Back in the distant mists of time (Tuesday) we took a look at the policies Rishi Sunak advanced during the summer leadership election to try and gauge what his agenda might look now he has belatedly crossed the threshold of Number 10.
Perhaps we might have been better off consulting the tarot. For whether it’s the changed economic situation or the fact he no longer needs to win a membership ballot, but the pledges are already starting to be set by the wayside.
Just yesterday, for example, the FT reported that the plan for a delivery unit to fulfil Sunak’s promise to “have scrapped or reformed all of the EU law, red tape and bureaucracy that is still on our statute book and slowing economic growth” has itself been scrapped.
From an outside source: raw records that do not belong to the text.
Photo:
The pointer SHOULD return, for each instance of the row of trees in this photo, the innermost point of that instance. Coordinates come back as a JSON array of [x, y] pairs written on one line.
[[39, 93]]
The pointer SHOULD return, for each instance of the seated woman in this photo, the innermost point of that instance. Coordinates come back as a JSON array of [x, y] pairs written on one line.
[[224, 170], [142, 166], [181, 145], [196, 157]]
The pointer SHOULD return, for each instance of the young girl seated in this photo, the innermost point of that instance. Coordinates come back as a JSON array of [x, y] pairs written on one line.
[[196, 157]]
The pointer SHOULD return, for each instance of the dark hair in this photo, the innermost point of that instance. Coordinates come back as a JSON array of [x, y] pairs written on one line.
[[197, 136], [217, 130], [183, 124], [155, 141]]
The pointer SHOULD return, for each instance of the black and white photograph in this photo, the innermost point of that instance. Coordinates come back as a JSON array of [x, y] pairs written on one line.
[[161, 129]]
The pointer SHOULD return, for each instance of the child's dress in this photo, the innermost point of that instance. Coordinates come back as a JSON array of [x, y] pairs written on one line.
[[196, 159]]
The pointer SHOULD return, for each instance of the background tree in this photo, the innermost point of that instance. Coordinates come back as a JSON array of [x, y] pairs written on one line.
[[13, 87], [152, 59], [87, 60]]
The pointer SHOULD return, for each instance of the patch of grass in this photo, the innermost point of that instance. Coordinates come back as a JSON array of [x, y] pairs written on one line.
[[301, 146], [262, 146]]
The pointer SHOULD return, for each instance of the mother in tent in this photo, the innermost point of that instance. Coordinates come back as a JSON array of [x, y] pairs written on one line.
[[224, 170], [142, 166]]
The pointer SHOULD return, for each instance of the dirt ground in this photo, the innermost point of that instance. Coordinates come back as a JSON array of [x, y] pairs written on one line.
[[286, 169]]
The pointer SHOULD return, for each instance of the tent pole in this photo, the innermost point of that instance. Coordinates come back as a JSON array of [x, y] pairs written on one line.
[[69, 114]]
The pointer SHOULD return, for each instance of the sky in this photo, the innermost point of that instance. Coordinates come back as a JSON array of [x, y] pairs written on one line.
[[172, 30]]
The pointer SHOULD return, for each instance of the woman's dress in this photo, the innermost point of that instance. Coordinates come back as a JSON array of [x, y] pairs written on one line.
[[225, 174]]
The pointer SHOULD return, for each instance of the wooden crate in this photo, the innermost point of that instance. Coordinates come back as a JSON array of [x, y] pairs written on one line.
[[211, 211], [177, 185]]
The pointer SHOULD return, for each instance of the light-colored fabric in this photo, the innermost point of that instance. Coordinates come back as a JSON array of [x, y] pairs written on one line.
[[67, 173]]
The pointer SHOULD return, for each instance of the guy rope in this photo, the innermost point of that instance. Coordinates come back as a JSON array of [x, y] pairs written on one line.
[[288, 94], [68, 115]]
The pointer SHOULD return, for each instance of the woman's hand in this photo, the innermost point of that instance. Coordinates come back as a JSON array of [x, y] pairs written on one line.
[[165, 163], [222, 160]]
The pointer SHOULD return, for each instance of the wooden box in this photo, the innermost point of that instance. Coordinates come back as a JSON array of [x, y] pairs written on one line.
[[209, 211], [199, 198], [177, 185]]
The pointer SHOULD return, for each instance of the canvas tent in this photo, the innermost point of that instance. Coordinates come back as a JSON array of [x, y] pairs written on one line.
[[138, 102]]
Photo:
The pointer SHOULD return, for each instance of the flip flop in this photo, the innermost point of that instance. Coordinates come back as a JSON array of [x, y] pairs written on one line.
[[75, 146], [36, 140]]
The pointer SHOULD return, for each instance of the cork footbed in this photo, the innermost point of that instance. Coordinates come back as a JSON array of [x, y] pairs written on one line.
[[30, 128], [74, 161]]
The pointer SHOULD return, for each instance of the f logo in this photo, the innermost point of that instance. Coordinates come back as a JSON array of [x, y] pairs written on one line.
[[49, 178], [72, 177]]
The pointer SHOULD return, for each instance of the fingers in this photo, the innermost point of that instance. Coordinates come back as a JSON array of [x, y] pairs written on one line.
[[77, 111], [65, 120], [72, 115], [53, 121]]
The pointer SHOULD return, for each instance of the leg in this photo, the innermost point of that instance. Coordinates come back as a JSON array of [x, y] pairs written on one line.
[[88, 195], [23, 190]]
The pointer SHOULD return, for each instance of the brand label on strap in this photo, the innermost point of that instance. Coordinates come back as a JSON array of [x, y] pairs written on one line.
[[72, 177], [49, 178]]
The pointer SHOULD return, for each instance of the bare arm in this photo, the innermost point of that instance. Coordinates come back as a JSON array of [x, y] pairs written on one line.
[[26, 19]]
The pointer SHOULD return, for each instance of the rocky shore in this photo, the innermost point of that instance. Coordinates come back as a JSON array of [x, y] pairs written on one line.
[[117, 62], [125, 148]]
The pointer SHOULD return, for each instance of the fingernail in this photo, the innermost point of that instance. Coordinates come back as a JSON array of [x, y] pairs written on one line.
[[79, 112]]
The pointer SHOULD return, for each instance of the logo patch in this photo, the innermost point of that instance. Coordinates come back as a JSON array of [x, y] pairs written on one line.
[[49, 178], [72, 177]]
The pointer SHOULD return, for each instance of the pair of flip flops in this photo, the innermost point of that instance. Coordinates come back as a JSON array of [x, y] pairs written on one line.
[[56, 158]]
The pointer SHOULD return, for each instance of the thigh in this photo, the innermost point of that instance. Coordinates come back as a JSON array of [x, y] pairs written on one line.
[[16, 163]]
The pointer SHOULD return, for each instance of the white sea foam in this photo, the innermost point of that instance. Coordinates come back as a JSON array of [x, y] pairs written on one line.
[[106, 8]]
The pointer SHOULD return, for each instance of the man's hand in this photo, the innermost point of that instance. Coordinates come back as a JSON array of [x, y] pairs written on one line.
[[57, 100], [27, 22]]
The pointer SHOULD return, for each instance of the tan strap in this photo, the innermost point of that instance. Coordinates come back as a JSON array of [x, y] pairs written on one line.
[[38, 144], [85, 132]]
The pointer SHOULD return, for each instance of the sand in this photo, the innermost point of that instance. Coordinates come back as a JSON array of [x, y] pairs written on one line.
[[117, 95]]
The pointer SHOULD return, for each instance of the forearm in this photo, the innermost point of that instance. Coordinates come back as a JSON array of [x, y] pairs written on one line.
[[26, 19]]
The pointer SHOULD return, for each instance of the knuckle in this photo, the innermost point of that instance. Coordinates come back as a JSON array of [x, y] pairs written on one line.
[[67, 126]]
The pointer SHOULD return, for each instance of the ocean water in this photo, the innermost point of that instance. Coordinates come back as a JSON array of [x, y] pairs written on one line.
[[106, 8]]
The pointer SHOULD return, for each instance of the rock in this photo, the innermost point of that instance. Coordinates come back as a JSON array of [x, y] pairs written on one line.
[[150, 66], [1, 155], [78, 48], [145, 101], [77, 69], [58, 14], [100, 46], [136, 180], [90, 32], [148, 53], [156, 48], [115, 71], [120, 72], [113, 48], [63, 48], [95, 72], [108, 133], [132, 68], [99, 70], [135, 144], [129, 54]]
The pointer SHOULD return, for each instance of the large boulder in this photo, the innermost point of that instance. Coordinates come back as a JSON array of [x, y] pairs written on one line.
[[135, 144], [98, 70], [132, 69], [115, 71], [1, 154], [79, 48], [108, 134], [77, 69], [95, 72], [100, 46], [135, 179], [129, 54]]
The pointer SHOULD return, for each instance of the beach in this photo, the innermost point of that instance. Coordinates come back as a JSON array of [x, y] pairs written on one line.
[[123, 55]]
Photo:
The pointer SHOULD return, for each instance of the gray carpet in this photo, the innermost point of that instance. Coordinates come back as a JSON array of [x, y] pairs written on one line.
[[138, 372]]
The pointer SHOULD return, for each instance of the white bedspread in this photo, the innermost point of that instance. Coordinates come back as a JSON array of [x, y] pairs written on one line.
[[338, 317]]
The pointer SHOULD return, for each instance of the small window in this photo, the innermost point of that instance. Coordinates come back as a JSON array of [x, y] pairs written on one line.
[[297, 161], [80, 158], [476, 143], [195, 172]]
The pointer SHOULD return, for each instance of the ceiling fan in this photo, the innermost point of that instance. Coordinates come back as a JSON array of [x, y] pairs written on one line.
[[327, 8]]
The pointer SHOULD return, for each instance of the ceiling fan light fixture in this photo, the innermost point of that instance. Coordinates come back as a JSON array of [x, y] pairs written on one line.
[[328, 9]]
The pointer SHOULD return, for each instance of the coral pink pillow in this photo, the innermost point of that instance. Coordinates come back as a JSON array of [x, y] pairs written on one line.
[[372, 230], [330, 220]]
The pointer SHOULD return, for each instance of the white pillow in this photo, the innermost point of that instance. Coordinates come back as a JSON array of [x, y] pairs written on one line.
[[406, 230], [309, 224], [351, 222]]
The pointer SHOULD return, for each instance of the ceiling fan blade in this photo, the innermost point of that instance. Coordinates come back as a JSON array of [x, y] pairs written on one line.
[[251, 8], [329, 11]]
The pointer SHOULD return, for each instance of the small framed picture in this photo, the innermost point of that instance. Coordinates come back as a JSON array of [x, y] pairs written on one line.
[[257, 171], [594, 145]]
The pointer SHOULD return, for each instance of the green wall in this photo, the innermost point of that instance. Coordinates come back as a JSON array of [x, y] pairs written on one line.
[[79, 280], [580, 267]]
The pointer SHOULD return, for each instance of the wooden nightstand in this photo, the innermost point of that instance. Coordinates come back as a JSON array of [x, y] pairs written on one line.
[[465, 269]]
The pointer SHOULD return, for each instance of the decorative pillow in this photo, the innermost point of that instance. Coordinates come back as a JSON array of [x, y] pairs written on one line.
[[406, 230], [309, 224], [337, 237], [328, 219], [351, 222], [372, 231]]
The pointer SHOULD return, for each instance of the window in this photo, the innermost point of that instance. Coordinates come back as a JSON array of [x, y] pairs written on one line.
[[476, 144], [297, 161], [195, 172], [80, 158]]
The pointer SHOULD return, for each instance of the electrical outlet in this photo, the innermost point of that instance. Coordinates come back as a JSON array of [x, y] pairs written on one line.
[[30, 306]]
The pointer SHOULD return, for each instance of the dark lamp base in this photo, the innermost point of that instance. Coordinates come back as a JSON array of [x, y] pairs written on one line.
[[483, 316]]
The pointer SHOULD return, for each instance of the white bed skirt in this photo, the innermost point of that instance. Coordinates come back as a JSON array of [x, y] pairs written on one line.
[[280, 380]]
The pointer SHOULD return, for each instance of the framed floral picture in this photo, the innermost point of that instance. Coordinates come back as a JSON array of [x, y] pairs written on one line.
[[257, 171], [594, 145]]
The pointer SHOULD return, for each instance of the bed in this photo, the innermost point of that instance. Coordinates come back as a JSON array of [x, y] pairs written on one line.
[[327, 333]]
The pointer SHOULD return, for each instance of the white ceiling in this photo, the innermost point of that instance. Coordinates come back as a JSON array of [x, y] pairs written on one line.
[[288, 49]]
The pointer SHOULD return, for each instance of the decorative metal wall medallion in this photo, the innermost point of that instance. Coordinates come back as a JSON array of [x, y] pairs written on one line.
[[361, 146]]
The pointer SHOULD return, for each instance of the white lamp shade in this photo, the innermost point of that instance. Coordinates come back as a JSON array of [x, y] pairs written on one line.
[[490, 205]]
Now as I noted in Tuesday’s piece, there were solid grounds for being wary of this proposal. The tight timescale meant it was more likely to end up rubber-stamping vast amounts of legislation rather than doing anything useful with it. But the reason given was quite dispiriting; according to an anonymous ally quoted by the paper: “The time for changes in the machinery of government has passed.”
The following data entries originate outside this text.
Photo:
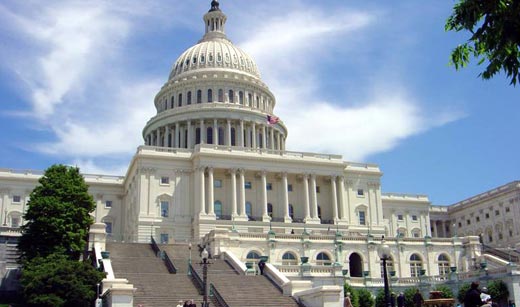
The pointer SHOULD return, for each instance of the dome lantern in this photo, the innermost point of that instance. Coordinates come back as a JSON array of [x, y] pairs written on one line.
[[214, 21]]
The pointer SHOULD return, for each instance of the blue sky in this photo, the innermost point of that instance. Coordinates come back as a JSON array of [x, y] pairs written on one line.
[[366, 79]]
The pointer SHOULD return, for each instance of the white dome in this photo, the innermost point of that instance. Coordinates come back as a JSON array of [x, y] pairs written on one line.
[[214, 53]]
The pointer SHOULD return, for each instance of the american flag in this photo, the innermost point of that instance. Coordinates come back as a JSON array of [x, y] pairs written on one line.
[[271, 119]]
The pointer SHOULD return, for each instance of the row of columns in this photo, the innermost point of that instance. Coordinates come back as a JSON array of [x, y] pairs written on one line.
[[238, 209], [182, 135]]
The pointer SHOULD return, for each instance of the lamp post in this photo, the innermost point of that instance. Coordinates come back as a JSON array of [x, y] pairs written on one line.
[[384, 253], [204, 255], [189, 260]]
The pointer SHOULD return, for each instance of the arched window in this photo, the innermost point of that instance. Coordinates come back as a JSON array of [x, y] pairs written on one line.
[[220, 95], [220, 136], [415, 265], [231, 95], [233, 137], [389, 266], [323, 259], [249, 209], [210, 95], [217, 207], [289, 259], [199, 96], [209, 135], [444, 266]]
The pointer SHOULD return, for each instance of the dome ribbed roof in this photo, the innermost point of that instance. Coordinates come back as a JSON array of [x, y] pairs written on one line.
[[214, 50], [214, 53]]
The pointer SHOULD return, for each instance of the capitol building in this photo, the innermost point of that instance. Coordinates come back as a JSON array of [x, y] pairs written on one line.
[[213, 170]]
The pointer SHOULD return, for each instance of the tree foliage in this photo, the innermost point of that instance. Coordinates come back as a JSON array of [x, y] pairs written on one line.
[[498, 291], [365, 298], [495, 36], [57, 217], [58, 281]]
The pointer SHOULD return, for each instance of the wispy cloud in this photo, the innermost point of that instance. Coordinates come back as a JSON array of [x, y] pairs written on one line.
[[294, 47]]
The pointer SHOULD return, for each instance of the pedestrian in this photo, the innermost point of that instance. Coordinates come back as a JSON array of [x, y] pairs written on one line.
[[261, 266], [348, 301], [472, 297], [400, 300], [418, 299]]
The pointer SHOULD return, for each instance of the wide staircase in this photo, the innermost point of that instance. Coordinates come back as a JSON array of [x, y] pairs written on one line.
[[156, 287]]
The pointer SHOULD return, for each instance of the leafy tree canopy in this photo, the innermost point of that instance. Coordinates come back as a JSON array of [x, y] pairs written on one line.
[[58, 281], [495, 36], [57, 217]]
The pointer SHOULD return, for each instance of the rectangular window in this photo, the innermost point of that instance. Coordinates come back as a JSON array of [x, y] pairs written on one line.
[[362, 220], [108, 227], [164, 238], [217, 183], [165, 206]]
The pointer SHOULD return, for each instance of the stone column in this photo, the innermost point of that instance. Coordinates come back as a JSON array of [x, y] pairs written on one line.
[[202, 196], [342, 211], [228, 140], [286, 217], [241, 142], [233, 178], [264, 137], [334, 198], [253, 137], [202, 132], [314, 199], [242, 194], [306, 207], [265, 215], [272, 138], [177, 135], [211, 194], [188, 141], [166, 136]]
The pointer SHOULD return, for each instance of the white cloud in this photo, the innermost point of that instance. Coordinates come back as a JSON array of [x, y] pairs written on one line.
[[293, 47]]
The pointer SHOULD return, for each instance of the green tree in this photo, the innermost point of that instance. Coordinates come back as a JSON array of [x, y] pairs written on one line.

If that really speaks to Sunak’s attitude, that is deeply unfortunate. The machinery of government isn’t a technical nice-to-have you attend to when times are good. It’s critical to the delivery of policy. Had Liz Truss managed to remain in post more than a few weeks, she would almost certainly have found that out, to her cost, when her overhaul of Downing Street came back to bite her.
It also means that he is likely to abandon another of his pledges which would be well worth carrying through. In Sunak’s immigration plan, published in July, he concluded with the following pledge:
“10. Reforming the Home Office and Border Force; Commissioning work to look at more fundamental Home Office and Border Force reform.”
The Home Office presides over two areas of policy of vital importance to a Conservative government’s relationship with the voters: immigration, and policing. And it is badly mismanaging both. It can’t seem to stop the boats or get a flight to Rwanda in the air, but it can shake down ex-servicemen and deport British citizens because it lost the paperwork. It has signally failed to reform the Metropolitan Police or get a grip on wider policing issues.
And a big part of the reason, according to current and former spads and officials I talked to for a new paper from the Adam Smith Institute, pins the blame for that in large part on the ‘machinery of government’ side of the Home Office. Specifically, the fact that the size of the political staff (secretary of state, ministers, and advisers) doesn’t scale with their sprawling empire of a department.
The result is that even in good conditions, there is only so much political bandwidth available to get a grip on the system and drive forward change. But conditions are seldom good, and home secretaries tend to become control freaks to try and avoid stepping on any career-ending landmines – which creates bottlenecks which gum up the works even further.
But even if they manage to avoid the fate of Amber Rudd, forced to resign after surely inadvertently misleading a House of Commons committee on an issue she was mis-briefed about, her successors have scarcely covered themselves in glory. As In the Sight of the Unwise points out, whilst citing the Home Office as an example of a non-‘fake job’ in government:
“As a fun thought experiment, imagine if Priti Patel had never gone to the Home Office and had had Truss’s jobs at Trade and FCDO instead. Perhaps today she would be the ex-PM instead? It certainly seems more likely.”
In A Broken Home: Why it’s time to split up the Home Office, I suggest breaking it into two new departments: one focused on immigration and citizenship, and the other on policing, counter-terrorism, and national security.
Even if all this meant on the Civil Service side were a reorganisation of its existing directorates and other internal units, at a stroke you would have two ministerial teams, plus advisers, able to focus on delivering policy over a narrower and more coherent remit – plus an extra select committee providing parliamentary scrutiny, too.
Perhaps the Prime Minister thinks this would be a distraction from actually getting things done. But the Home Office’s recent track record doesn’t suggest it will get anything done. And Sunak presumably knows this, which is why he concluded his election pitch with a pledge to explore serious reform.
Suella Braverman might prove the insuperable barrier to doing anything so bold as splitting the department; Patel’s resistance to the implied demotion was why Johnson’s team stopped exploring the idea after 2019. But if the Home Secretary can’t find a way to match tough rhetoric with effective governance, and deliver concrete progress in time for the election, he should not rule out giving the job to two people.